TAYLOR, Miss. – I’ve seen Bible-wagging Pentecostal Holiness preachers at revival time who couldn’t match rock ‘n’ roller Jimbo Mathus for fire in the belly.

“Music is the original peacemaker, the original desegregation tool! That’s what set America on its ear! When you get down to the nitty-gritty about race, music is the pioneer. It worked magic before the government could come in. Good golly, Miss Molly, whole lotta shakin’ going on!”

Mathus takes another sip from his can of Busch beer then pulls back his long, blond locks. He grins, flashing that gold tooth Dr. Sanchez got him down in central Yucatan to replace the original he lost working on a barge in the Mississippi River.

The Reverend continues his sermon. “It hadn’t been that long ago that rock ‘n’ roll changed the world. That’s still the thing. All the blues, gospel, honky tonk, everything leads into rock ‘n’ roll. You can still blaze a new trail!”

It might be time for a call to the aisle, but we are in a small trailer and just across the table from each other anyway. Besides, Mathus is preaching to the choir.

The 47-year-old musician, songwriter, and roots music evangelist says life is good these days. Dark Night of the Soul, the latest effort by him and his band, the Tri-State Coalition, on Fat Possum Records, has been called by one reviewer “closer to the bone” than any of his earlier eight albums, a “search for redemption” that also can “rejoice like a Saturday-night-into-Sunday-morning-house-rent party.”

The music ranges from Old Testament anger in Burn the Ships to the dark seduction of White Angel and the love rock-ballad that is Shine like a Diamond. Despite the CD’s title and some of its themes, “I’m actually very happy right now,” the artist says. “I’m happily married. I love what’s going on in my life, the artistic support I’m getting.” Gaining some distance from past darkness helped him write about it. “You don’t feel so close to it.  I’ve seen the ups and downs of life. On purpose. I didn’t want to shield myself from life.”

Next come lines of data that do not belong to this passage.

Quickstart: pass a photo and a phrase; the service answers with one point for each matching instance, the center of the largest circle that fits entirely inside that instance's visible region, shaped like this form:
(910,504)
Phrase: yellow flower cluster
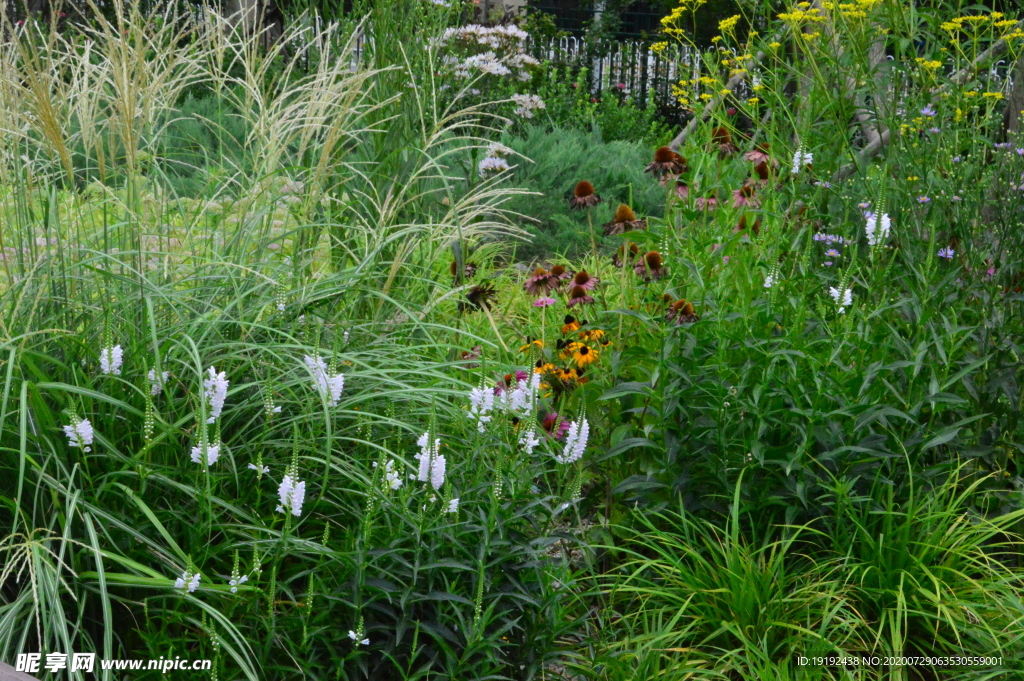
(856,9)
(670,23)
(976,20)
(728,25)
(800,15)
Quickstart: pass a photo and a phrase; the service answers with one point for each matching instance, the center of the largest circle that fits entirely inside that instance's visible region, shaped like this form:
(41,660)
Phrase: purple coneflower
(624,220)
(579,296)
(585,281)
(584,197)
(666,163)
(707,203)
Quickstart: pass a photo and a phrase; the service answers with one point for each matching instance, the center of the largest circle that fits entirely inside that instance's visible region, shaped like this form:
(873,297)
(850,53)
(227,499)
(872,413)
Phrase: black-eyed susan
(666,162)
(566,376)
(477,297)
(566,348)
(681,311)
(538,283)
(584,197)
(624,220)
(542,367)
(579,296)
(584,355)
(570,324)
(650,266)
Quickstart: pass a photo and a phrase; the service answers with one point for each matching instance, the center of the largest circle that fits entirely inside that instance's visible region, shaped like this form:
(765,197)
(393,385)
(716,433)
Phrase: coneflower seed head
(624,214)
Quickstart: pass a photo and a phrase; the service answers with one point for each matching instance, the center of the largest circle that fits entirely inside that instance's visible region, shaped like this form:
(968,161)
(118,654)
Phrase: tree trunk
(261,17)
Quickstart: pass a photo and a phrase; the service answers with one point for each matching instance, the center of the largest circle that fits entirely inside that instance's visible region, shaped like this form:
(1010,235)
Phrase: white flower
(111,359)
(80,434)
(392,477)
(427,453)
(876,228)
(212,454)
(526,104)
(529,440)
(576,441)
(521,399)
(437,467)
(330,387)
(481,400)
(291,493)
(157,381)
(216,392)
(846,296)
(187,581)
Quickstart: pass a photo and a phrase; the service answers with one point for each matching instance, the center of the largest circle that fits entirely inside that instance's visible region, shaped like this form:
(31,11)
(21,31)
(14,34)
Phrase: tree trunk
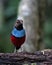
(32,12)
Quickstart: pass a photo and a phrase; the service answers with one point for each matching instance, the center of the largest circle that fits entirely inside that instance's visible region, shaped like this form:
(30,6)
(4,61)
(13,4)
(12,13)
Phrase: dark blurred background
(8,14)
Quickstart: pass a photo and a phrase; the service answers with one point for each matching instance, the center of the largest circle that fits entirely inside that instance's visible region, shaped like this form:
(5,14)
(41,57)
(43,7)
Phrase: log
(25,57)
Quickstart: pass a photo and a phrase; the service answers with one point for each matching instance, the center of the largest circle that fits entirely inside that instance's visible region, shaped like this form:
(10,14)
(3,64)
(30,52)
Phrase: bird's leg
(16,49)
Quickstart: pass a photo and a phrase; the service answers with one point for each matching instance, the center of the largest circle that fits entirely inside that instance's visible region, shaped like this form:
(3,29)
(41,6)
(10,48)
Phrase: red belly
(17,41)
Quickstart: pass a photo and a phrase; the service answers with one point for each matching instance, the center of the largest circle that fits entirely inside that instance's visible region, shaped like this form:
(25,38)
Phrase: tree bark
(32,12)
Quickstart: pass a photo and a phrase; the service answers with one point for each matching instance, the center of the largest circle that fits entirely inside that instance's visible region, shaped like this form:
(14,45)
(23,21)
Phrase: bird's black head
(19,25)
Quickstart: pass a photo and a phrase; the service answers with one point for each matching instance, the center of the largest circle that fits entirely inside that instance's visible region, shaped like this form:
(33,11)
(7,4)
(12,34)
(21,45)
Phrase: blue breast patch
(18,33)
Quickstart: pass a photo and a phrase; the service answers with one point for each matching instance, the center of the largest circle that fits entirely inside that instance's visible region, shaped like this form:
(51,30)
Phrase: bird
(18,35)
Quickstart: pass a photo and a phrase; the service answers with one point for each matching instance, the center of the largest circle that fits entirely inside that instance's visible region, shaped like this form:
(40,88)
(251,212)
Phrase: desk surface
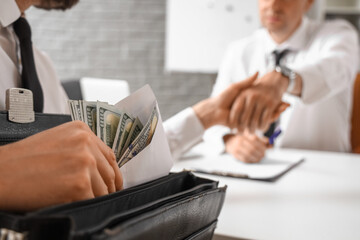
(319,199)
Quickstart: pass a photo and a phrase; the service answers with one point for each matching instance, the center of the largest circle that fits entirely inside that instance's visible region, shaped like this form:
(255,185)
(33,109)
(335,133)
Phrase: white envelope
(155,160)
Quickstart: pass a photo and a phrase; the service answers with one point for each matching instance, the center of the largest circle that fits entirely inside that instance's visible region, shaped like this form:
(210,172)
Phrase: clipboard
(246,176)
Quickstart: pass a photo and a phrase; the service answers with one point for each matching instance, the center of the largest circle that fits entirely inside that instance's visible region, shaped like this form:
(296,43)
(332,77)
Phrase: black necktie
(278,55)
(29,77)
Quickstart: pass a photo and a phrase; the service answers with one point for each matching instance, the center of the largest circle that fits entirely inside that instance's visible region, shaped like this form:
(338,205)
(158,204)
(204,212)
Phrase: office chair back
(355,121)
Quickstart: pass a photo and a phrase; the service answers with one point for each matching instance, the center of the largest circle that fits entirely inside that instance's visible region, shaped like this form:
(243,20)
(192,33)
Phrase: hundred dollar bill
(71,110)
(107,120)
(122,132)
(89,110)
(142,140)
(134,132)
(78,110)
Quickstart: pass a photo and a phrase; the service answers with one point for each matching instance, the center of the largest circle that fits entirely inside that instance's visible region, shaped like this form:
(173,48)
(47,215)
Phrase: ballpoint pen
(276,133)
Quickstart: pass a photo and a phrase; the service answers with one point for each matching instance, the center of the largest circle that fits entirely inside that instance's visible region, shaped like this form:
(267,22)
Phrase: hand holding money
(120,131)
(63,164)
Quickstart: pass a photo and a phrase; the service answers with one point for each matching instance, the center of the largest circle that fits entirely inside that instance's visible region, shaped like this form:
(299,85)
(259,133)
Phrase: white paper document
(269,169)
(155,160)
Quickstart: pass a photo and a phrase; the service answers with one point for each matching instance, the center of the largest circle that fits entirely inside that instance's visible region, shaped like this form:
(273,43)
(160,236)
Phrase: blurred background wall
(117,39)
(126,39)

His landmark 2009 CD Jimmy the Kid has also just been re-released. This is the one that got my attention. Mathus takes you into lonely hotels, honky tonks for fallen angels, on the run from the law among “the sage and prickly pear” out West, and along a dark highway somewhere in America in search of “a little room to rest.” Echoes of Duane Allman, Keith Richards and Webb Pierce are in the air, but the music is still a Jimbo-special, roots-rooted “new trail.”

To many, Mathus is still best-known for being co-founder of one of the top alternative bands of the 1990s, the Chapel Hill, N.C.-based Squirrel Nut Zippers, which did hot jazz, gypsy swing, New Orleans marches, and old vaudeville numbers and scored a major hit with the Calypso romp Hell. The band performed on the David Letterman show and at President Clinton’s 1996 inauguration.

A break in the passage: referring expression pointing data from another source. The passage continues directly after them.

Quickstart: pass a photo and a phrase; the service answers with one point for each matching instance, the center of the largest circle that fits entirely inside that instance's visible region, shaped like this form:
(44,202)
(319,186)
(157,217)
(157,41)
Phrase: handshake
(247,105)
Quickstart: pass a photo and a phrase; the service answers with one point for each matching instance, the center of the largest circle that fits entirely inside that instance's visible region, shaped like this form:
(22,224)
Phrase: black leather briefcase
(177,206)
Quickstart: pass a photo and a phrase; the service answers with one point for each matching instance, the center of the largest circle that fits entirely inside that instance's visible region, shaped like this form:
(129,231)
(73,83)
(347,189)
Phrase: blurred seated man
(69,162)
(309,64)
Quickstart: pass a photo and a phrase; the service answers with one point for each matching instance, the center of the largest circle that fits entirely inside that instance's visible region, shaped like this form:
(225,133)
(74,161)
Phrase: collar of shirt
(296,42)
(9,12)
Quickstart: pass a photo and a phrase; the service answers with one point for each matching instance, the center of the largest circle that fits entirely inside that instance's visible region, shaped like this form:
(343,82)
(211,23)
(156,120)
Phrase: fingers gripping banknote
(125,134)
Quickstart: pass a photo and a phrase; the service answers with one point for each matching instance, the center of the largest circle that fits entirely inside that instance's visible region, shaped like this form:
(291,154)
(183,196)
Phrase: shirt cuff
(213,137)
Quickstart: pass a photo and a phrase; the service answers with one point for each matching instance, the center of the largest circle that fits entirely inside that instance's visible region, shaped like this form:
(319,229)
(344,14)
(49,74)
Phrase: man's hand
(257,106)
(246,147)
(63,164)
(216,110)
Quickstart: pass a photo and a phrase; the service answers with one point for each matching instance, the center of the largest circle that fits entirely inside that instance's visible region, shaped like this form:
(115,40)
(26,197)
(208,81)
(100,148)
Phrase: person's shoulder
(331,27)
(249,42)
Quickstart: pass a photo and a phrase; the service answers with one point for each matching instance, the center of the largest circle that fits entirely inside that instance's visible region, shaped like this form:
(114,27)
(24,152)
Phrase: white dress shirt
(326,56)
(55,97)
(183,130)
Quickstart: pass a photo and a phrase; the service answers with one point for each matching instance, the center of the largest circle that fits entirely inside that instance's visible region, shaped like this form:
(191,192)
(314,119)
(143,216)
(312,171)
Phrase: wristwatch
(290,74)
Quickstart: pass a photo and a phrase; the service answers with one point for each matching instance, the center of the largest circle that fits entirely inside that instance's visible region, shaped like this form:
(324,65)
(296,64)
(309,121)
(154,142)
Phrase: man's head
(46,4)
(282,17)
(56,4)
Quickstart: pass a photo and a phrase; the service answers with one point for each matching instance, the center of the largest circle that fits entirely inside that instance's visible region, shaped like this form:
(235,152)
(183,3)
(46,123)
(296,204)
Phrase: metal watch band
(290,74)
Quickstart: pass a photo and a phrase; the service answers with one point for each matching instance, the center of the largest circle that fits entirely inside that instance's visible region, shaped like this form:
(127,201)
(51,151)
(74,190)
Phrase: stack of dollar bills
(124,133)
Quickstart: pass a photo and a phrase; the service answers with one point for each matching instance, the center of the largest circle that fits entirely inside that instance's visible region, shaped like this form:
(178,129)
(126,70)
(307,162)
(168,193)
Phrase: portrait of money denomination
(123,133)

Mathus grew up in a music-loving household in Corinth, Miss., that included a nanny who also happened to be daughter of one of blues’ early greats, Charley Patton. “She didn’t talk about him a lot. Blues was the devil’s music. He was a player in bootleg joints, whorehouses, gambling joints. That was nothing she would ever discuss. It was something not to brag about but to hide.

“Along about ’94 it came out she was the child of Charley Patton. At that time, I was of age. She was like family to me. One day I realized, holy-moly, Rosetta is Charley Patton’s daughter! It emboldened me in the blues field to pursue it even harder, to learn the guitar parts, every note.”

Even before he learned of the Charley Patton connection in his household, he was playing rock ‘n’ roll. An early effort was a punk band in junior high school named Johnny Vomit and the Dry Heaves. “We made a helluva racket. I was on a mission. I wanted to upset the applecart. I was not playing by the rules.”

Mathus considers himself a student of philosophy—he majored in philosophy at Mississippi State University—and he still probes the mysteries of Eastern and Middle Eastern as well as Western thought.  The South itself is his greatest study, however. “I had more than my plateful to know where I’m from.

“It’s important to know where you’ve been to map out where you’re going,” he says. “Not everybody cares about it. The majority of people could care less, but to me it’s important to feel a part of a bigger picture.”

Amen, preacher.

This article appeared recently in the Jackson Free Press of Jackson, Miss.